Research investigation

Summary

With several Tory leadership contenders sympathetic to its ideology, the Institute of Economic Affairs (IEA) is closer to power than it has been for decades. In an exclusive investigation, Jonathan Gornall reveals how the organisation is funded by British American Tobacco and has links with senior conservative ministers. After orchestrating a series of attacks on public health initiatives, the IEA may now hold the key to No 10.

What the IEA says matters. In an essay published on 31 March, titled “The next Tory leader must be a bullish libertarian,” the director general of IEA set out what amounted to a manifesto for the new party leader. This article wrote the next party leader must ensure that “the plethora of censorious and hectoring measures over what British adults choose to eat, drink and smoke must come to an end.”

The institute has a longstanding reputation for dismissing public health initiatives as “nanny state” interventions.  Its recent research publications have challenged the childhood obesity strategy, dismissed “sin taxes” as regressive, and ridiculed the link between fast food outlets and obesity. In the past year alone it has issued more than a dozen statements criticising everything from alcohol controls to sugar taxes as “pointless,” “absurd,” and “draconian.”

IEA political links

32 Conservative MPs are linked financially, directly or indirectly, to IEA. Among the MPs most closely and publicly associated ideologically with the IEA is Dominic Raab, MP for Esher and Walton in Surrey since 2010.

Through its political connections the IEA attacks public health initiatives and influences national policy for the benefit of alcohol, tobacco and other addiction industries in UK.

Several examples are:

  • Lobbying for the ban on lobbying from charities and other organizations receiving grants from the government
  • Aggressive targeting Minimum Unit Pricing (MUP) for alcohol
  • Working with the alcohol industry to sway political opinion such as hosting debates on alcohol policies with the alcohol company Pernod Ricard UK and AB InBev in 2017 Conservative Party conference
  • Launch of parallel company ‘Freer’ and through it publishing essays by Conservative MPs on topics such as “nanny state” and “cannabis”

No transparency in funding

The IEA makes much of the fact that it seeks and receives no government funding. It is, however, less forthcoming about where it obtains its money.

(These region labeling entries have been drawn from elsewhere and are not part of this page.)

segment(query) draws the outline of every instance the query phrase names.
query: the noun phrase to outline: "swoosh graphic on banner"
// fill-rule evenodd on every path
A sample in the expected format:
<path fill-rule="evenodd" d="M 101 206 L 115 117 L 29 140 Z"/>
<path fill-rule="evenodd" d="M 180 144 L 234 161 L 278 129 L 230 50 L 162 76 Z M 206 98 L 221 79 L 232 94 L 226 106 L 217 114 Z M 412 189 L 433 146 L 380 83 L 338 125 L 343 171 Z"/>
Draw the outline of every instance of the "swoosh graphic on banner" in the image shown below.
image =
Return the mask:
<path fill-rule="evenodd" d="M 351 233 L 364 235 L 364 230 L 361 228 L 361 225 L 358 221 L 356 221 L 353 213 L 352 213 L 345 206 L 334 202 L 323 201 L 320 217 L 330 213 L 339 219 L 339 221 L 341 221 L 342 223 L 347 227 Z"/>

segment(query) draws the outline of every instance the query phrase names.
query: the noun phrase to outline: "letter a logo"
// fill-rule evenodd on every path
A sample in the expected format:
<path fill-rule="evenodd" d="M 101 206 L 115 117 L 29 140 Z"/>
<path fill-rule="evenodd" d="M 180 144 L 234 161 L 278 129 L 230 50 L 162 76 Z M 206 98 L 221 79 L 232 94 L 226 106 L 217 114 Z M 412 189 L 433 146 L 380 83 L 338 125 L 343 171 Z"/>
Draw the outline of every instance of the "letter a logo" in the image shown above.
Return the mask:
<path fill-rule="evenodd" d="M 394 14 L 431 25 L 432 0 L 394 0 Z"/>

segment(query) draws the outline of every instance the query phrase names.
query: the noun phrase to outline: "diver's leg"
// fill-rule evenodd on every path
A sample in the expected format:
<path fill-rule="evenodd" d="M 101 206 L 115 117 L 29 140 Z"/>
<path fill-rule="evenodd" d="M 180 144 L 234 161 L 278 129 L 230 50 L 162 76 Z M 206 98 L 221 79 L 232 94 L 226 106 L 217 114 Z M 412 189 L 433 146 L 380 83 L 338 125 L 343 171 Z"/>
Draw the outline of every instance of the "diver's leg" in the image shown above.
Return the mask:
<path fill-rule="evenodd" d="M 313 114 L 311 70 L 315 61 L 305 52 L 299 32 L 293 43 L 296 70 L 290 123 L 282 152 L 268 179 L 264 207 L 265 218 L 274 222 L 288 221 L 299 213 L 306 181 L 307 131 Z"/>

In a recent appearance on BBC Two’s Politics Live Littlewood repeatedly avoided answering direct questions from the presenter, Jo Coburn, about whether his organisation received money from the sugar, tobacco, alcohol, or casino industries.

As a charity and a private company limited by guarantee, the IEA publishes accounts with the Charity Commission and Companies House, but there is no legal requirement to identify individual donors, and the IEA does not. Despite the IEA’s penchant for secrecy over funding, details of its involvement with a range of industries whose products are bad for public health have trickled out over the years.

  • In 2012 the National Casino Industry Forum gave £8000 to the IEA after the publication of a discussion paper written by Snowdon the head of Lifestyle Economics at IEA
  • In 2013 the cigarette companies Philip Morris International, British American Tobacco, Japan Tobacco International, and Imperial all confirmed that they had financed the IEA for campaigning against plain packaging
  • An IEA fundraising prospectus aimed at potential US based corporate donors lists more than 153 corporate supporters of the IEA in the UK including British American Tobacco, Rothmans UK Holdings, Tate and Lyle, Whitbread, and Coca-Cola Great Britain and Ireland.

Jonathan Gornall writes, few in public health will be happy at the prospect of the Conservatives adopting a leader wedded to the IEA’s anti-“nanny state,” free market ideology, but the signs are not good. Three days before the IEA article in the Telegraph, a round-up of contenders published by the New Statesman listed no fewer than seven serious candidates for the job who had demonstrated various degrees of involvement with IEA or empathy with its views. They included Davis, Raab, Truss, Hancock, and Lee.